A Blueprint for the Hard Problem of Consciousness

Negative Entropy and Inference in Living Organisms

Author(s): Paulo J. Negro

Pp: 30-35 (6)

Doi: 10.2174/9781681087665119010009

* (Excluding Mailing and Handling)

Abstract

Classical information theory ties information with physical representations. Subcellular processes generate and store information, but only integrated cellular life actually transforms these processes into biologically meaningful information. Living organisms, as open systems, extract biological order from the predictably increased disorder of their environment. They transform energy into a new form of energy with higher thermodynamic value. The negative entropy results from the accumulation of information within the living system. More information translates into greater molecular complexity and functional dynamic behavior. Time-organized nonlinear processes lead to the expansion of expectations. Natural selection necessarily results in the buildup, within cellular processes, of information about environmental states and their inferred causal architecture. Such information increases the likelihood that a given organism will navigate and react more efficiently within its environment. The same holds true for brain functions that organize adaptive global behaviors. Inferential brain systems statistically minimize surprise, or “free-energy,” by generating sensory samples, optimizing perception and/or improving adaptive action. Free-energy minimization intrinsically connects perception and action, supporting an early origin for top-down generative paradigms of brain function. Q consciousness-information agrees with the concept of ensemble density, i.e. the probability of identifying hidden causes in the environment.

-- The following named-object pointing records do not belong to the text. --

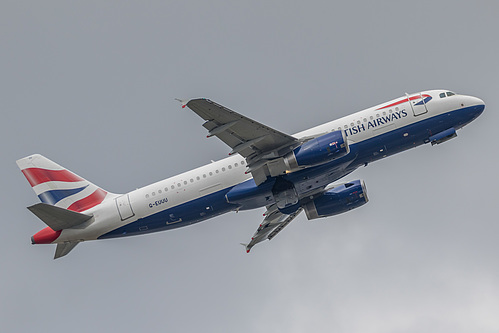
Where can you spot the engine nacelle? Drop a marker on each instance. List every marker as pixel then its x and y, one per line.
pixel 337 200
pixel 318 151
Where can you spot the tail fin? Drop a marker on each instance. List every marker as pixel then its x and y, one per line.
pixel 57 186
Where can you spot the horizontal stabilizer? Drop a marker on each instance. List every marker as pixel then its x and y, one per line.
pixel 64 248
pixel 58 218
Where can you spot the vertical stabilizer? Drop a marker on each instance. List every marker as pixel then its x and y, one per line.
pixel 57 186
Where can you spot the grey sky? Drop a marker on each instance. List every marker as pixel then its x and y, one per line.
pixel 91 85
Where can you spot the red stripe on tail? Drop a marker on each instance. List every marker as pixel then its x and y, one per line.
pixel 36 176
pixel 91 201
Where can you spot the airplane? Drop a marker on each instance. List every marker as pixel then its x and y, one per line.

Keywords: Biological Order, Bayesian Inference, Bayesian Sampler, Dissipative Systems, Environmental States, Entropy, Ensemble Density, Free-Energy, Generative Density, Hidden Causes, Information-Carrying, Information Theory, Mass-Energy Transformation, Minimization of Surprise, Natural Selection, Open Systems, Perception and Action, Predictive-Error, Singled-Celled Organisms, Statistical Physics, Thermodynamic.